Whether your 2016 rocked as your best year ever OR whether you need to improve your game in a big way – this 10-step process will help you get back in the driver’s seat for your business and accelerate your 2017 results.
If you want to make the next 12 months more successful, more profitable, and more productive than the last 12 months, these ten strategies are for you.
By the way, this list isn’t just for a new calendar year – you can revisit this list at any time and create a real turning point in your business if you’re willing to reboot, reinvigorate, and reimagine your business success.
1. List the three most important objectives for your business over the next year. These should be critical “big picture” accomplishments that will lead to profits and future achievement.
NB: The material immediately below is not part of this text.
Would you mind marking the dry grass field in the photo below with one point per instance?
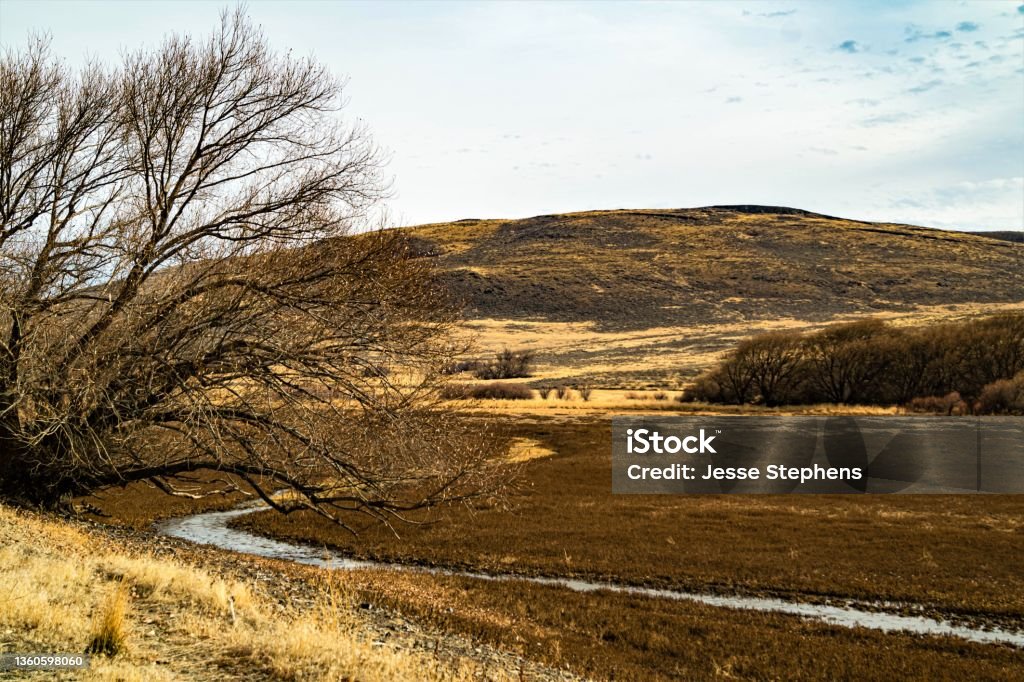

2. For each objective listed above, identify your responsibility in achieving the objective. WHAT will you do? HOW will you do it? WHEN will you do it?
3. Be crystal clear in separating strategies (how and why items) from tactics (what and when items) and use “Verb-noun-date” format to create specific action steps and put them on your calendar.
4. Don’t think of the year as a whole. Break it down to monthly metrics and put quarterly goal-planning reviews on your calendar so you can adjust the dials on your plan, measure results, and take a strategic look at your marketing, sales, and business development activities every 90 days while keeping a close eye on results (profits, clients, projects, revenue) every 30 days.
5. Don’t go it alone. Remember, lone wolves starve to death. Think of partners, champions, allies, referral sources, and joint venture partners who can help you leapfrog over obstacles and who are a great supplement and complement to your own products and services. Contact them and build (or grow) your relationship with them so you can collaborate more closely – starting right now.
6. Write down a list of professional development goals for the next 12 months. What do you want to learn, do, or become as a business owner? Go to conferences? Gain additional certifications or professional designations? Publish more articles? Speak more? Get more consulting clients? Be specific and put these activities on your calendar so you make sure they happen.
7. Write down a list of personal goals for the next 12 months. What do you want to accomplish for yourself and how would you like to grow personally? Spend more time with your partner? Stay connected with your kids as they grow up and/or pursue their college or post-college adventures? Dig deeper into a special hobby or sport? Drop 10 pounds? Run a 5K? More golf? More vacation time? Where? When? With whom? Map it out to make it happen!
8. Don’t get distracted. Shiny object syndrome has a powerful pull on most entrepreneurs and business owners. Stay focused on the big picture goals you set in Step 1 above – and then relentlessly ask yourself for every new idea, initiative or project, “Does this support one of my three goals? If so, how?” And don’t let yourself off the hook as easily as you might have done in the past. If it’s a no, it’s a no. Metaphorically speaking, stop opening up hot dog stands in the parking lot and redouble your efforts to make your flagship restaurant thrive!
9. Live out of your calendar, not your inbox. Plan your day – what MUST get done and WHEN? Chunk your day down into blocks and assign specific tasks to those blocks – Phone calls, emails, client tasks, whatever it is YOU want to do that will move you closer to your GOALS. Keep that calendar under your nose. All day. Make it your default screen. Hide, minimize or (gasp) close your email until “check email” pops up on your calendar.
10. Breathe. Relax. You got this. Any time you’re creating an inflection point in your business, it can be scary. You’re letting go of the old – letting go of what no longer works or what no longer serves you well. And you’re embracing the new – the untried, the uncomfortable, perhaps even what seems risky. But the biggest risks of all are stagnation, arrogance, or complacency. Remember – a bend in the road is never fatal… unless you fail to turn.